On Monday just gone, 2013 04 29, on a dry, mostly sunny day, I went off on a bit of a day trip to Plas Newydd in Llangollen.


Llangollen


Castell Dinas Bran


Valle Crucis Abbey

This is Plas Newydd.

The ladies who lived there for almost fifty years, Sarah Ponsonby and Eleanor Butler, loved carved oak decorations ...

So who were the Ladies of Llangollen?

Lady Eleanor Butler and Sarah Ponsonby were two upper class ladies in Irish society living in the 1700s. Lady Eleanor grew up in a home with an aspirational mother, who could only see two options for her daughter - marrying her off to some influential Catholic family or being packed off to some convent.

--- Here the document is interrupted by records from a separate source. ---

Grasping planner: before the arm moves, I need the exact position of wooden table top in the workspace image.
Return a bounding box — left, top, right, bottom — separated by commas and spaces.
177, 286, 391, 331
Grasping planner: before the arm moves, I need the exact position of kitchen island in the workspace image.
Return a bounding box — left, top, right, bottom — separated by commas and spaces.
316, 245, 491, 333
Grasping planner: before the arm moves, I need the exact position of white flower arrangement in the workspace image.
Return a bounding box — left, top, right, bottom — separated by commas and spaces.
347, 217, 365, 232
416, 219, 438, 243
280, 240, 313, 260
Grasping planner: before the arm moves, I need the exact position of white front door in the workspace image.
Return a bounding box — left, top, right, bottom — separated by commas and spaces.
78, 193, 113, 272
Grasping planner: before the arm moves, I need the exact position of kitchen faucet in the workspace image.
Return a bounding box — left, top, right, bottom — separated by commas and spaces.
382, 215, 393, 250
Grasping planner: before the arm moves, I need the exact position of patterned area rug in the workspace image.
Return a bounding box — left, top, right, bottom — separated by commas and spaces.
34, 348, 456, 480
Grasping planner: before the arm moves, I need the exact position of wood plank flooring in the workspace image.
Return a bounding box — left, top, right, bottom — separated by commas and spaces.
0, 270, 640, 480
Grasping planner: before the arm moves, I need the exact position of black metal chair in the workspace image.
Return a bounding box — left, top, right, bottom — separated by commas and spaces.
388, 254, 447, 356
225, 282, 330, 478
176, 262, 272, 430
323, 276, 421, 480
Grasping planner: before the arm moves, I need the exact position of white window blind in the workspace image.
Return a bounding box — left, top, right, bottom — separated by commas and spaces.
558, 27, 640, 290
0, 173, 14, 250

When the Ladies first met, there was a considerable age gap between them - Lady Eleanor was 29 and Miss Sarah 13 - but an enduring bond formed between them from the outset. They grew too close for their families' comfort, and so rather than be forced into dire situations neither of them wanted, they unsuccessfully eloped together in April 1778. They were caught and forced to live apart - but their love for one another was stronger than any measures their families could bring to bear against them so they were paid a sum of money and cast out of their homes and Ireland. Initially intending to make their way to England, they got stuck in Wales after a near-fatal accident, and with their money gone they moved into the building they renamed Plas Newydd; a lovely building within sight of Dinas Bran on the hill opposite.

They had to rely on handouts from sympathetic friends, and received many influential visitors, among them Robert Southey, William Wordsworth, Percy Shelley, Lord Byron and Sir Walter Scott; the Duke of Wellington and Josiah Wedgwood; and aristocratic novelist Caroline Lamb, who was born a Ponsonby. They devoted their lives to maintaining the gardens, basic household duties, reading and entertaining the occasional visitor, but they rarely left their home. Lady Eleanor Butler died in 1829, and Sarah Ponsonby two years later.

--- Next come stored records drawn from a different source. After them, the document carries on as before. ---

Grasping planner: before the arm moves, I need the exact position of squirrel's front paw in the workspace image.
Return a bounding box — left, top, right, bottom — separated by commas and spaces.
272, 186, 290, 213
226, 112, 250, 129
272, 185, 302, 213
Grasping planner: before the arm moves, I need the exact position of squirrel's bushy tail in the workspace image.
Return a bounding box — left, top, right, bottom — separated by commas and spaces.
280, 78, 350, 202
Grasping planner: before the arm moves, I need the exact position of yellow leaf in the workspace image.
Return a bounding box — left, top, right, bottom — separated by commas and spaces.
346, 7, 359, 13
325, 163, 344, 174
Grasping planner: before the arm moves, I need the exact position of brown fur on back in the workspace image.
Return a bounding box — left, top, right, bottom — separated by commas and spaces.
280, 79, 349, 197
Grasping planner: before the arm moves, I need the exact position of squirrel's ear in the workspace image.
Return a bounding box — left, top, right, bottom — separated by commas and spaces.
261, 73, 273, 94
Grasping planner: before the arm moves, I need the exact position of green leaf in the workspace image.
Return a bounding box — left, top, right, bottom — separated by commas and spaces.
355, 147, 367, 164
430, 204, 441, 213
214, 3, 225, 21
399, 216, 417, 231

This visit was an enjoyable experience for me. It took place on a lovely, warm late April day. After the initial tour, I snagged a copy of the booklet and went off to read it. The place was smaller than I thought it'd be; cramped, narrow, very dark, with the oak carvings absorbing much of the ambient light. I surmised that the Ladies may have navigated through the corridors as much by touch as by sight, particularly at night. One of the visitors on the tour with me thought the darkness oppressive; I told him I would not be so limited, being somewhat more accustomed to the dark.

He called me a "creature of the night."

Towards the end, I found myself wandering in the gardens, following a steep path which headed down to a stream in a little wooded valley, with stone bridges and a font in an arch which had once been in Valle Crucis Abbey. I sat and enjoyed a last bit of lunch sitting on a stone bench across the river, reading Robert Greene's book Mastery, while the sun played hide and seek behind the clouds. The only sounds were the river chuckling in the valley, the wind in the trees and the birdsong.

And then there was the font.

The font itself had water in it, flowing into the bowl from a small fountain above it. As I touched the font, the sun came out and shone in and on me and the font. Nowhere else.

There was also a plaque attached to a tree nearby, which bore an inscription in French:- Simple et sans art, ma Muse fait me plaire, Et m'égayer autant qu'un bon vin vieux. Simple and without Art, my Muse strives to please me, And brightens me as a fine old wine. This was my first experience of Plas Newydd. It was an experience like no other, and a delightful beginning to the week.